# Malawi Mbuna Species identification



## ikonangelf (Jul 29, 2012)

Can anyone identify this Malawi Mbuna species? 
ALSO can you tell me if it's a male or female? (My OB Peacock just spit out fry who look exactly like this little one)


----------



## DJRansome (Oct 29, 2005)

Can't see the image.


----------



## Deeda (Oct 12, 2012)

I can see the pic but can't help on an ID, sorry.


----------



## noki (Jun 13, 2003)

Sorry, the fish looks really vague, doesn't look like anything in that pic.

Does the fish ever turn blue? The bars ever get distinct? Is there color or bars in the dorsal fin?


----------



## ikonangelf (Jul 29, 2012)

Well, it has an orange blaze along the top fin. Does get black stripes occasionally and is orange along the bottom. No striping on his tail fin.


----------



## ikonangelf (Jul 29, 2012)

For anyone's interest, I've been informed that this fish is a Labidochromis sp. Hongi Island. Subdominant males will normally display a drab brownish purple coloration with some orange or yellow highlights. I bought him at the same time I bought my other Hongi who is much more boldly colored.
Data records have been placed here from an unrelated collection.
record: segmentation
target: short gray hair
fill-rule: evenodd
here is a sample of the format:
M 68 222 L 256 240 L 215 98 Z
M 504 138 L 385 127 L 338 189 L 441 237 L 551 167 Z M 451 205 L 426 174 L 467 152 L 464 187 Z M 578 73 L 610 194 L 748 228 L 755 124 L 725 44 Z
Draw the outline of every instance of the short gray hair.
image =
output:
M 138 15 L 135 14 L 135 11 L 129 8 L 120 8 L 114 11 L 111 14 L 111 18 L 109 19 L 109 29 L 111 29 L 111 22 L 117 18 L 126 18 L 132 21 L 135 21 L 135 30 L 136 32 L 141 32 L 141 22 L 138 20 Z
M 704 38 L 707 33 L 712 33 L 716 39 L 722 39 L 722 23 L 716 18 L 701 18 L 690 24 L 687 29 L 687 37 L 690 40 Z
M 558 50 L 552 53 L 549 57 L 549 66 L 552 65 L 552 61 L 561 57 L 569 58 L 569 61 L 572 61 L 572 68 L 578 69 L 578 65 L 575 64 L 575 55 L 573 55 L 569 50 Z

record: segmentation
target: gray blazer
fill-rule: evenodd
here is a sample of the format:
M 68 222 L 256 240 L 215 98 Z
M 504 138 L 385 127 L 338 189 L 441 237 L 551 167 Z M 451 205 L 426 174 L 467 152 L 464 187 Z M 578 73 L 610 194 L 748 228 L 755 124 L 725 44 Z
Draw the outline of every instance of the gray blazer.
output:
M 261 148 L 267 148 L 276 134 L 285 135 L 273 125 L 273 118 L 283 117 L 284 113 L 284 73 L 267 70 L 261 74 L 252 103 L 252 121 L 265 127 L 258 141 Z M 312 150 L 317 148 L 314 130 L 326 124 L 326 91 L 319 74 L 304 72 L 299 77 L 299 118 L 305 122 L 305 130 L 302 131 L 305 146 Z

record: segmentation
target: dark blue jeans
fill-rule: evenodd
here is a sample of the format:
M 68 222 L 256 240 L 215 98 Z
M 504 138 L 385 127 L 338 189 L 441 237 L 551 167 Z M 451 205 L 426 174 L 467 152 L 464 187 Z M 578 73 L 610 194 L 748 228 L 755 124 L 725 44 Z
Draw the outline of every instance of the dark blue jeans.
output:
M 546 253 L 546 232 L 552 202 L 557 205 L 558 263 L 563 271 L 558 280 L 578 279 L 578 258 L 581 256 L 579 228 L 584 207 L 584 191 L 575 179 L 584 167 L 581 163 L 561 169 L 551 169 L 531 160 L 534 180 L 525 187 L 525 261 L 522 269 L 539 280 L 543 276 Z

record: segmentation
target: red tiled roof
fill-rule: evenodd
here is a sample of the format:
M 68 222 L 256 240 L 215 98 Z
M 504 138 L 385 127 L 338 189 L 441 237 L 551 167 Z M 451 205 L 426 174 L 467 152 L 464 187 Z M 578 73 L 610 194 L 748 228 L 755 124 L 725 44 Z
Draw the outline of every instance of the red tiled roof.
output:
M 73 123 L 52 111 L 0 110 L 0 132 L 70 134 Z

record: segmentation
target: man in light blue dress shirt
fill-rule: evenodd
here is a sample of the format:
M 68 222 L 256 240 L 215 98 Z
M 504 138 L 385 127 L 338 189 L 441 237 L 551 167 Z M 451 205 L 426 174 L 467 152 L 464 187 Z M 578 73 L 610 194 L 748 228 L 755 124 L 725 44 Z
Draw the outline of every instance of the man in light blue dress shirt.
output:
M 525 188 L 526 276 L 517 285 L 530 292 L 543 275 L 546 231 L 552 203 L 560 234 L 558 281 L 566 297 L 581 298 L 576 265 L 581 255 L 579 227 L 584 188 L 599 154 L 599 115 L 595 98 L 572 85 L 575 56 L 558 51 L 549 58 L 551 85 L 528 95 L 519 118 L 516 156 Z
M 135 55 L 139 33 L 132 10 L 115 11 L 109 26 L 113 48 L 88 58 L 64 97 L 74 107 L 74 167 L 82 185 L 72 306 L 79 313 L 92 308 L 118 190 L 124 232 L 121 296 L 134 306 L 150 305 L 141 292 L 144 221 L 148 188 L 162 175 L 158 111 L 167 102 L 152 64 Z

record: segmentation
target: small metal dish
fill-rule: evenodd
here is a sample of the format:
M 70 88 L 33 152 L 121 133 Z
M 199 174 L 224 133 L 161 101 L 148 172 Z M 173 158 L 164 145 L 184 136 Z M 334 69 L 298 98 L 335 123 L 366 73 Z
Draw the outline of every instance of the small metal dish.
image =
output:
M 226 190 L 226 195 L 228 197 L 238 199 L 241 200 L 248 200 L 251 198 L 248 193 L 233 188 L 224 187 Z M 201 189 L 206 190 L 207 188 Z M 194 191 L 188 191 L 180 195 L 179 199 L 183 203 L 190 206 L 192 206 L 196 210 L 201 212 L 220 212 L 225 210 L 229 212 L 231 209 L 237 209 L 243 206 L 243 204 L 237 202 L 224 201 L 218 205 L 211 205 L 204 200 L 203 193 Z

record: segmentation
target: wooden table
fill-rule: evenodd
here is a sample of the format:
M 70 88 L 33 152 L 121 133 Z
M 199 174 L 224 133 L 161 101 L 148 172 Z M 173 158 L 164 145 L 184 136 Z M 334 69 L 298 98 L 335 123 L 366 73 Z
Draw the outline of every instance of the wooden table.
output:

Thank you to all for taking a look and attempting to help.


----------



## frdimitry00 (Dec 26, 2015)

could you help me to identify this mbuna male

DSC01586.JPG


----------



## Sinister-Kisses (Jul 19, 2013)

Hybrid.

Is there a reason you're posting in another member's thread?


----------



## Randymc5 (Dec 9, 2015)

Looks like yellow top mabamba


----------